/SorkinCausalSets

Space generated from Sorkin Causal Sets

Primary LanguageC#

Sorkin Causal Sets

An updated version on the program referenced in the paper http://www.phy.olemiss.edu/~luca/Papers/Bombelli_1987_PhD.pdf by Luca Bombelli

Excerpt:

The program (originally by Luca Bombelli and D. Meyer)

The points in n-dimensional Minkowski space from which we want to obtain a realization of P = {pi} are represented as spheres, the intersection of a t = const hyperplane with the past light cones of the points, with radius Ri and center at xai. Thus, in a causal embedding of P, pi -< pj iff -(Rj - Ri)2 + SUM<a=1 to n-1>(xaj - xai)2 < 0 and Ri < Rj. The solution given here to the problem of the choice of energy and reconfiguration algorithm can be best understood if we start from the latter. Once the program decides whether a particular sphere is to be moved in a reconfiguration (this happens with a probability depending on how correctly it is related to the others, which actually makes ours a "biased annealing", nor really thermal), the position of the sphere is changed from the current one by a normally distrubuted displacement in a uniformly random direction in space, and the radius is changed to a new value, normally distrubuted around the current one. The displacement of the sphere looks therefore like a random displacement in n-dimensional Euclidean space, and the contribution to the energy due to a pair of points has been chosen accordingly, to be proportional to the minimum euclidean distance one of them has to move in this space in order to be correctly related to the other. More details can be found by looking at the listing of the program.
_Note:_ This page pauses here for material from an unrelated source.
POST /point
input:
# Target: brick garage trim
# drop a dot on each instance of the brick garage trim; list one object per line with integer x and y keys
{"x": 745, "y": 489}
A more satisfactory choice of displacements and energy would use in a more direct way the lorentzian nature of the Minkowski metric, and an improved version of the program will be written, taking this fact into account. The present version of the program finds correct embeddings of simple causal sets, like the embedding of the six-element crown Pc6 = PDM(3) in 3 dimensions, but does not converge to a correct embedding for more complicated causal sets.